Ein etwas anderes Publikum als gewohnt sah den Darstellern des Theaters am Goetheplatz am vergangenen Dienstagabend zu. Das Publikum im fast ausverkauften Bremer Theater bestand nahezu vollständig aus Oberstufenschülern, darunter unsere Deutschleistungskurse im Jahrgang 12 unter der Leitung von Frau Baden und Frau Vollmer-Eicken.

Aufgeführt wurde das Fragment gebliebene Sozialdrama „Woyzeck“, verfasst von Georg Büchner im Jahr 1836, das Schwerpunkt im niedersächsischen Abitur 2024 ist. Ein mutmaßlich nicht ganz zeitaktuelles Stück Literatur (aus Schülersicht). Jedoch handelt es sich bei „Woyzeck“ genau um das Gegenteil (auch aus Schülersicht). Aufgrund seiner gesellschaftskritischen Inhalte und der im Fragment thematisierten Werte baut „Woyzeck“ eine große Zeitlosigkeit auf. Diese wurde auch in der zunächst gewöhnungsbedürftigen, weil sehr modernen Darstellung des Dramas verdeutlicht. Das Bremer Theater hatte sich entschlossen, „Woyzeck“ mit „Bühnenmusik“ – den Songs aus Tom Waits düsterer Woyzeck-Vertonung „Blood Money“ (2003) zu inszenieren; mit hinter der Kulisse schwebender virtuoser Liveband.

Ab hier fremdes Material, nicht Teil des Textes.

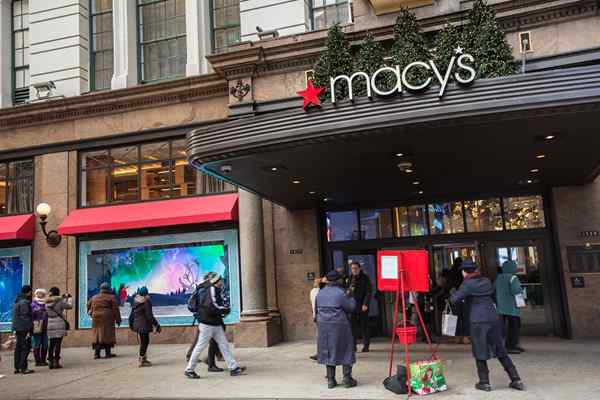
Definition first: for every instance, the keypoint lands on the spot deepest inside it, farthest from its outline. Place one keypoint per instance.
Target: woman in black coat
(142, 321)
(486, 338)
(335, 343)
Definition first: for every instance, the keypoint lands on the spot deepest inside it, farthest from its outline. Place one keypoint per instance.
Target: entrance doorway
(536, 316)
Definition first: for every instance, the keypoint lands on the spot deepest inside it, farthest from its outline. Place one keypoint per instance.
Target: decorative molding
(114, 101)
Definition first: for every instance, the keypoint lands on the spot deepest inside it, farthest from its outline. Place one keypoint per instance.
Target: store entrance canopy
(18, 227)
(522, 133)
(192, 210)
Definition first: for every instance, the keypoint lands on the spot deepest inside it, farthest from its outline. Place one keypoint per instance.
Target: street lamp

Büchners Dramenfragment eignet sich wegen seiner Zeitlosigkeit, seiner ungebrochenen Aktualität und seines Facettenreichtums hervorragend, um zu überprüfen, wie es darin mit den in unserem diesjährigen Adventskalender im Fokus stehenden Werten „Solidarität“ und Nächstenliebe“ steht.

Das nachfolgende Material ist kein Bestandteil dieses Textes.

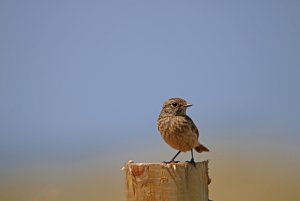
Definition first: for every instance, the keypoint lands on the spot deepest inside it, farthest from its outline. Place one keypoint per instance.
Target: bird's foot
(192, 162)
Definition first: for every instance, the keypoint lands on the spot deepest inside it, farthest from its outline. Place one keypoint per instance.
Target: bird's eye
(174, 104)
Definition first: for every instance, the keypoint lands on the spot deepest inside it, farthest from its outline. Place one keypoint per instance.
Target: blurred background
(82, 84)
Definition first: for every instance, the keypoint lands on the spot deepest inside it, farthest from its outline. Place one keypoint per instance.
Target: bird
(178, 129)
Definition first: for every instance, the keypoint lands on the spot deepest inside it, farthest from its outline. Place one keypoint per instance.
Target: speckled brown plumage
(177, 129)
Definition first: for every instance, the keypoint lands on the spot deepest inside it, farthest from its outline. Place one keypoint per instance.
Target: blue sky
(91, 76)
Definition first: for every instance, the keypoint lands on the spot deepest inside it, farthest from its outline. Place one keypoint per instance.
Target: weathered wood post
(166, 182)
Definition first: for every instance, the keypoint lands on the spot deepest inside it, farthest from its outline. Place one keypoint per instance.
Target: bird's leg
(192, 159)
(173, 159)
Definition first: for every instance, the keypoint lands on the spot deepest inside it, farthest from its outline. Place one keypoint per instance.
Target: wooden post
(166, 182)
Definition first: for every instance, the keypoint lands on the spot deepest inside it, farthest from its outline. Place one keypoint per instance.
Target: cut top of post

Woyzeck (Simon Zigah) ist ein einfacher Mann, Soldat aus der Unterschicht, der großen Einsatz zeigt, um genügend Geld für seine Geliebte Marie (auch stimmlich sehr überzeugend: Annemaaike Bakker) und sein uneheliches Kind zu verdienen, dafür sogar seinen eigenen Körper für die verrückten Experimente eines fanatischen Doktors (Guido Gallmann) zur Verfügung stellt. Lediglich sein Freund Andres (Martin Baum) zeigt Verständnis und versucht, Woyzeck zu verstehen. Gespött der höheren Schichten, der Außenseiter unter den Außenseitern: das ist Franz Woyzeck.

Von Solidarität, Nächstenliebe oder Treue ist das Drama nahezu frei. Trotz seines Engagements wird Woyzeck von Marie mit dem Tambourmajor (Claudius Franz) betrogen, sein Hauptmann (in einer Hosenrolle: Susanne Schrader) macht sich über ihn lustig und zeigt kein Verständnis für Woyzecks Eile, denn er selber verfügt über ausreichend Zeit zum Totschlagen, während Woyzeck keine Minute verschenken kann, seinem Arzt, der ihn sadistisch Erbsen essen lässt, geht es nur um das Wissenschaftsobjekt Mensch, nicht aber die darin befindliche Person. Woyzeck steht als herumgestoßene und missachtete Hauptfigur im Zentrum der Aufführung und zeigt zunehmend charakterliche Veränderungen, die sich in Wahnvorstellungen äußern.

Das kaltherzige Umfeld führt letztendlich zu einem destruktiven Verhalten Woyzecks, die Folge: Er wird zunehmend psychotisch und tötet schließlich Marie im Wahn. Für Woyzeck gibt es anders als in dem zu Beginn der Aufführung durch den gegenüber der Vorlage deutlich aufgewerteten „Idioten“ Karl (Peter Fasching) erzählten Märchen „Die Sterntaler“ kein Happy End. Für Woyzeck tritt ein, was im „Märchen der Großmutter“ (Szene 19 im Fragment) erzählt wird: „Da sitzt e(r) noch und ist ganz allein.

Obwohl die Vorlage keinen echten Sympathieträger hervorbringt, gelingt es Simon Zigah in der Titelrolle, beim jungen Publikum echte Empathie für diesen einsamen, suchenden Außenseiter zu erzeugen.

Wenn man vermutet, dass dies lediglich Themen des 19. Jahrhundert sind, liegt man gründlich falsch. Auch wenn wir es uns anders wünschen: In unserer heutigen Gesellschaft gibt es viele Menschen, die ausgegrenzt, missbraucht oder ausgebeutet werden, die sich als Aussenseiter empfinden und keineswegs die Werte der Nächstenliebe und Solidarität in ihrem Alltag spüren. Dem muss sich bewusst werden, nicht nur in der Zeit des Jahres, in der diese Werte am meisten in den Fokus rücken: der Advents- und Weihnachtszeit.